Punya Hubungan dengan China, AS Tuntut Akademisi Harvard, Peneliti dan Mahasiswa Universitas Boston

Nathania Riris Michico ยท Rabu, 29 Januari 2020 - 08:57 WIB
Punya Hubungan dengan China, AS Tuntut Akademisi Harvard, Peneliti dan Mahasiswa Universitas Boston

Universitas Harvard. (FOTO: AFP Photo / Scott Eisen)

NEW YORK, iNews.id - Jaksa penuntut Amerika Serikat (AS) menuntut seorang akademisi terkemuka di Universitas Harvard karena menyembunyikan perannya dalam program pemerintah China. Para pejabat keamanan menuduh dia mencuri rahasia dagang.

Penangkapan Charles Lieber, ketua departemen kimia dan biologi Harvard, adalah yang terbaru terkait kisah lama tentang dugaan pencurian properti intelektual.

Detektif AS kini sedang menyelidiki ratusan kasus dugaan pencurian rahasia dagang oleh para ilmuwan China yang bekerja di atau mengunjungi AS.

Dua ilmuwan lain, keduanya berkebangsaan Tiongkok, juga dituntut Selasa (29/1/2020), menurut Departemen Kehakiman dalam sebuah pernyataan.

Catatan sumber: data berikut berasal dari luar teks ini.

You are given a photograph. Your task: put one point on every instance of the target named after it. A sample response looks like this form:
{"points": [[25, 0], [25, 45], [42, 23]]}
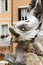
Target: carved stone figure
{"points": [[26, 33]]}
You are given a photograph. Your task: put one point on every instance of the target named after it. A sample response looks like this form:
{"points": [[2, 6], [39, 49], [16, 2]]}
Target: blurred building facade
{"points": [[11, 11]]}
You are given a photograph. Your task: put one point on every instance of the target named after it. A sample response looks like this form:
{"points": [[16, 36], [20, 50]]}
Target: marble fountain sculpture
{"points": [[27, 35]]}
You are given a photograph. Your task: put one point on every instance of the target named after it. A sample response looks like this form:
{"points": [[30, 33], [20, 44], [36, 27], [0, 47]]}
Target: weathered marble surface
{"points": [[29, 37]]}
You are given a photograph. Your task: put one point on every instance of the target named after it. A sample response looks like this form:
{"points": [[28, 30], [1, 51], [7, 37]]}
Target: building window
{"points": [[22, 14], [4, 5], [4, 29]]}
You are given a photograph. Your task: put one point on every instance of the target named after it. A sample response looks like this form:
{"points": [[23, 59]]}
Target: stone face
{"points": [[32, 59]]}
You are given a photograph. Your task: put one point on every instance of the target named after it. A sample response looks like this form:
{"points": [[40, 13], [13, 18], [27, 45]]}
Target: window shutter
{"points": [[19, 14]]}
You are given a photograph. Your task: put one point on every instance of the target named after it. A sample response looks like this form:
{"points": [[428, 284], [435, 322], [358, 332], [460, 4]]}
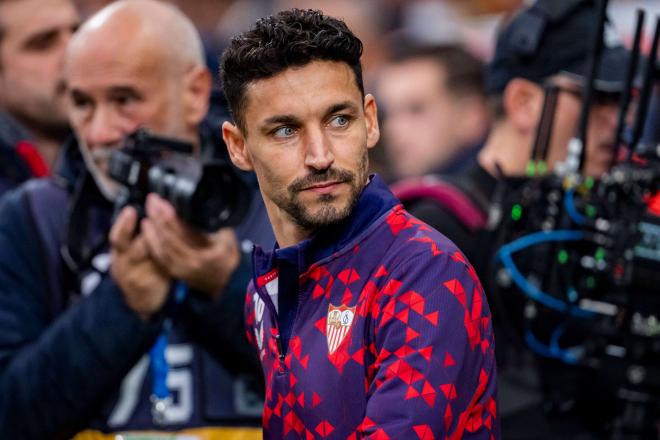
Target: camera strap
{"points": [[161, 397]]}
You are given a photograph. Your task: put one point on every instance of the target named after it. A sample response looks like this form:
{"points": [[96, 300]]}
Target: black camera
{"points": [[208, 195]]}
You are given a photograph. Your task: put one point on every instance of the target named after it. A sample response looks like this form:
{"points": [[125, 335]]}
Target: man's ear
{"points": [[237, 146], [371, 120], [523, 102], [196, 94]]}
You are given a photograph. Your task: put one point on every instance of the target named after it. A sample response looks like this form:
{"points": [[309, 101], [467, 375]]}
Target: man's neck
{"points": [[505, 149]]}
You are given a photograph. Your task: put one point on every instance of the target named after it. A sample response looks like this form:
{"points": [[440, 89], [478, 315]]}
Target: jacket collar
{"points": [[375, 200]]}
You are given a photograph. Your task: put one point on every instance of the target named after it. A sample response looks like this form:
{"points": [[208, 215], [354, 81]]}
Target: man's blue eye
{"points": [[339, 121], [285, 132]]}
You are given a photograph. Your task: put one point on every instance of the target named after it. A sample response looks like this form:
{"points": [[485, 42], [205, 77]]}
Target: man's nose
{"points": [[103, 129]]}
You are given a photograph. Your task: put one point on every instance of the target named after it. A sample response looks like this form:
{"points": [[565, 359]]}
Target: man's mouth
{"points": [[323, 187]]}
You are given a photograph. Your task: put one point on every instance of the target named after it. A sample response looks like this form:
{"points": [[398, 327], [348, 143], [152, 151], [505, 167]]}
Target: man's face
{"points": [[601, 130], [420, 116], [31, 55], [114, 89], [308, 131]]}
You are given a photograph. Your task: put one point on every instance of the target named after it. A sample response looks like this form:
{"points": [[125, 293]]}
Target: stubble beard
{"points": [[328, 214]]}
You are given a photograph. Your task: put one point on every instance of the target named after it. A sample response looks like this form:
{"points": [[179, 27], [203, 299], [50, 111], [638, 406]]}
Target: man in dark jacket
{"points": [[546, 44], [80, 317], [33, 121], [530, 54], [369, 324]]}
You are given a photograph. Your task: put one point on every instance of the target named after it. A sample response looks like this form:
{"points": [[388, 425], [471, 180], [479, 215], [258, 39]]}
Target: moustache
{"points": [[331, 174]]}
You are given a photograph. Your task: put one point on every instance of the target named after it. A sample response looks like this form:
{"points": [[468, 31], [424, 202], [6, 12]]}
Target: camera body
{"points": [[206, 195]]}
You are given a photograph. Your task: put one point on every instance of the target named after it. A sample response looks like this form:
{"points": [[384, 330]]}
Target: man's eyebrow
{"points": [[281, 119], [342, 106]]}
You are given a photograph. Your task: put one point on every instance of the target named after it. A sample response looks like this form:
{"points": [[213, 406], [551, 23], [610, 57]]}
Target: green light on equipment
{"points": [[542, 167], [591, 282], [531, 168], [589, 182], [516, 212], [562, 257]]}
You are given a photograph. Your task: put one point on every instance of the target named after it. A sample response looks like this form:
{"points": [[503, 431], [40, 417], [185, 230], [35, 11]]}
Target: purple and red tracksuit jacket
{"points": [[374, 328]]}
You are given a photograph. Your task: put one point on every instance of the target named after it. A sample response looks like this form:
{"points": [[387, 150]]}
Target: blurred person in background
{"points": [[33, 122], [547, 43], [435, 108], [80, 313], [515, 80]]}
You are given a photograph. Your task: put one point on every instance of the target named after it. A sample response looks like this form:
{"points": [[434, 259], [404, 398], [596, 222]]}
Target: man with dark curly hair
{"points": [[367, 321]]}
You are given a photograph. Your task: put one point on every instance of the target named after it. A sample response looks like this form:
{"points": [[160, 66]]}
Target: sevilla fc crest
{"points": [[338, 325]]}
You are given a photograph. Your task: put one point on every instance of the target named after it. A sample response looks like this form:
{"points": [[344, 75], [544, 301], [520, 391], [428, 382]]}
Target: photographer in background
{"points": [[79, 315], [33, 122]]}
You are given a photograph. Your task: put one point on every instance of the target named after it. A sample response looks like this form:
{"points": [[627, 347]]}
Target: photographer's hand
{"points": [[204, 261], [145, 285]]}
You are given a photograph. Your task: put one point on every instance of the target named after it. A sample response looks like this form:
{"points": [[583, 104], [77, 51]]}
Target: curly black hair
{"points": [[291, 38]]}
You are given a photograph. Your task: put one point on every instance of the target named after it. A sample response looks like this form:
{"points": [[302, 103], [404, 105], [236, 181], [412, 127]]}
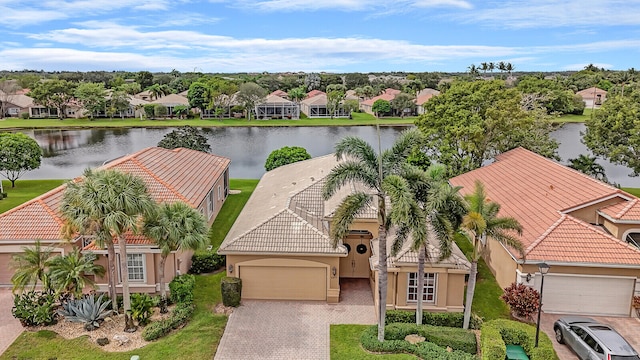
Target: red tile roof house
{"points": [[581, 227], [197, 178]]}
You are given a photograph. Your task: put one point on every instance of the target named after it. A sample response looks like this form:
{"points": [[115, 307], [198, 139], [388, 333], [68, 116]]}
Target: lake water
{"points": [[69, 152]]}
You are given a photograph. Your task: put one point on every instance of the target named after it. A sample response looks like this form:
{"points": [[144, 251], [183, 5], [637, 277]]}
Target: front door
{"points": [[356, 264]]}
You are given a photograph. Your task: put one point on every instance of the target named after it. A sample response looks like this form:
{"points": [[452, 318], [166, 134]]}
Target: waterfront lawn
{"points": [[199, 339], [231, 209], [345, 345], [486, 300], [358, 119], [24, 191]]}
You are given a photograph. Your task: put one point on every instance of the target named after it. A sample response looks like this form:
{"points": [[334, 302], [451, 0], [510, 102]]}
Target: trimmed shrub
{"points": [[181, 288], [206, 262], [395, 343], [231, 288], [497, 333], [522, 300], [34, 308], [454, 320]]}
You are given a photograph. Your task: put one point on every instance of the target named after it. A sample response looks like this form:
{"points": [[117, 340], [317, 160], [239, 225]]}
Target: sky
{"points": [[317, 35]]}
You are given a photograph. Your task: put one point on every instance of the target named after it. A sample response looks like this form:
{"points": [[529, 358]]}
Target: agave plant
{"points": [[87, 310]]}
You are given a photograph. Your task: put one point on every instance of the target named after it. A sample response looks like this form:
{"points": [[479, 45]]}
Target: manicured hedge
{"points": [[462, 342], [432, 318], [497, 333]]}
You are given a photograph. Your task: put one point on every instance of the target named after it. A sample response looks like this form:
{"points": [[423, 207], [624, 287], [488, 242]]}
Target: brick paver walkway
{"points": [[629, 328], [261, 329], [10, 328]]}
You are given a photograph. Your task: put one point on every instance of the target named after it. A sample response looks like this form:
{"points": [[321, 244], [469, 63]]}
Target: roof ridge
{"points": [[540, 238], [628, 207], [158, 179]]}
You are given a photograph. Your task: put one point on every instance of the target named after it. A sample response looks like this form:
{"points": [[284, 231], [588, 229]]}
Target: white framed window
{"points": [[136, 266], [429, 286]]}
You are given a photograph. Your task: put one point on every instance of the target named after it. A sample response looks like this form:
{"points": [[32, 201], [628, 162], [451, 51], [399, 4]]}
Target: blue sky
{"points": [[317, 35]]}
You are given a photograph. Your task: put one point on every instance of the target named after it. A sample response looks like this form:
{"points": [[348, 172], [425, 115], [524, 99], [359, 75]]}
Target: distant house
{"points": [[316, 107], [171, 101], [424, 96], [586, 230], [593, 96], [194, 177], [388, 94], [280, 246], [276, 107]]}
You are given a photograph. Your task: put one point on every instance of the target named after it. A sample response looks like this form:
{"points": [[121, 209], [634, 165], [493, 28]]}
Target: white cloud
{"points": [[553, 13]]}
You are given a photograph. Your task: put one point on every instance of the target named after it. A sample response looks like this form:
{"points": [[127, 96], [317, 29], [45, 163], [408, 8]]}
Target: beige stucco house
{"points": [[280, 247], [197, 178], [583, 228]]}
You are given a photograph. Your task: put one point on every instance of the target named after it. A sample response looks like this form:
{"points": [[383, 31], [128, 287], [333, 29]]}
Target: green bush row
{"points": [[425, 350], [179, 317], [497, 333], [433, 318], [206, 262], [181, 288]]}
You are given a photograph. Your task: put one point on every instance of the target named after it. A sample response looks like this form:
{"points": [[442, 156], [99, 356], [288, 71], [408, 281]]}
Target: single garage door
{"points": [[283, 283], [6, 271], [589, 295]]}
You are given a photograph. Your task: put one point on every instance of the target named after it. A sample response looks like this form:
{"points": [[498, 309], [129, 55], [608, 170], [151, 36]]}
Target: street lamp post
{"points": [[544, 269]]}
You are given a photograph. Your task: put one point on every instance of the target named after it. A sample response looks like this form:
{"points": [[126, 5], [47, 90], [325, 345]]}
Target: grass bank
{"points": [[358, 119], [24, 191]]}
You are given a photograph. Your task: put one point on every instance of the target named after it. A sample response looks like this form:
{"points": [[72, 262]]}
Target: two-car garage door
{"points": [[593, 295], [283, 282]]}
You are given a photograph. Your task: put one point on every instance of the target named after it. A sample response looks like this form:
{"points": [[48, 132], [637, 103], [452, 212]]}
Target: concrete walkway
{"points": [[629, 328], [10, 328], [261, 329]]}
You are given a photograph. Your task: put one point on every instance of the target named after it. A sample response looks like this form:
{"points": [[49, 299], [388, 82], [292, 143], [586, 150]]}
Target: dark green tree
{"points": [[18, 154], [284, 156], [186, 137]]}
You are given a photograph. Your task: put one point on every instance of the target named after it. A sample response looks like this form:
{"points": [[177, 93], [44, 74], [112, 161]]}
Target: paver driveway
{"points": [[292, 329], [10, 328], [629, 328]]}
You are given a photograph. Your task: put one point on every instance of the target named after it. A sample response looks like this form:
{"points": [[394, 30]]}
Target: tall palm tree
{"points": [[107, 204], [69, 273], [482, 224], [381, 174], [31, 267], [175, 227]]}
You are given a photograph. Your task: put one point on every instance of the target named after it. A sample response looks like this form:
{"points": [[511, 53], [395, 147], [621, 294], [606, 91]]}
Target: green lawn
{"points": [[231, 209], [486, 300], [575, 118], [345, 345], [25, 190], [358, 119], [198, 340]]}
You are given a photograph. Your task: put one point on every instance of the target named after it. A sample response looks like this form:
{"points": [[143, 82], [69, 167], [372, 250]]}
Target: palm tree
{"points": [[31, 267], [107, 204], [175, 227], [69, 272], [587, 165], [381, 174], [482, 224]]}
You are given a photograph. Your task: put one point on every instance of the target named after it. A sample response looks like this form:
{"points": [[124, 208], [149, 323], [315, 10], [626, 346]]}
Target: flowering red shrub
{"points": [[522, 300]]}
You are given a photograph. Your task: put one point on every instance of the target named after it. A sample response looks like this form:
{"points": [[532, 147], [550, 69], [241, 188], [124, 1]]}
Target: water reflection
{"points": [[69, 152]]}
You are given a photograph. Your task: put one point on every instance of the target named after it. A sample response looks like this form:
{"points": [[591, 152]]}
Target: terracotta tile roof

Salah satunya merupakan seorang mahasiswa sains di Universitas Boston yang menurut jaksa penuntut gagal memberi tahu imigrasi AS bahwa dia adalah anggota angkatan bersenjata Tiongkok, Tentara Pembebasan Rakyat.

Yang lainnya adalah seorang peneliti kanker yang dituduh mencoba menyelundupkan botol berisi penelitian biologis keluar dari AS di kaus kakinya.

Penangkapan Lieber tidak biasa karena dia bukan keturunan Tiongkok dan merupakan tokoh terkemuka di salah satu universitas paling dihormati di dunia.

Jaksa menuduh bahwa Lieber dibayar 50.000 dolar sebulan dan menerima lebih dari 1,5 juta dolar untuk mendirikan laboratorium di Universitas Teknologi Wuhan.

Jaksa menyebut dia berbohong kepada penyelidik tentang hubungannya dengan Universitas Wuhan dan keterlibatannya dalam Rencana Seribu Talenta pemerintah China.

Program ini bertujuan merekrut para ahli internasional dalam penelitian ilmiah, inovasi, dan kewirausahaan.

Pemerintah AS menggambarkannya sebagai ancaman terhadap keamanan nasional.

"Ini adalah contoh kecil dari kampanye Tiongkok yang sedang berlangsung untuk menyedot pengetahuan dan teknologi Amerika demi keuntungan China," kata jaksa penuntut Massachusetts, Andrew Lelling, seperti dilaporkan AFP, Rabu (29/1/2020).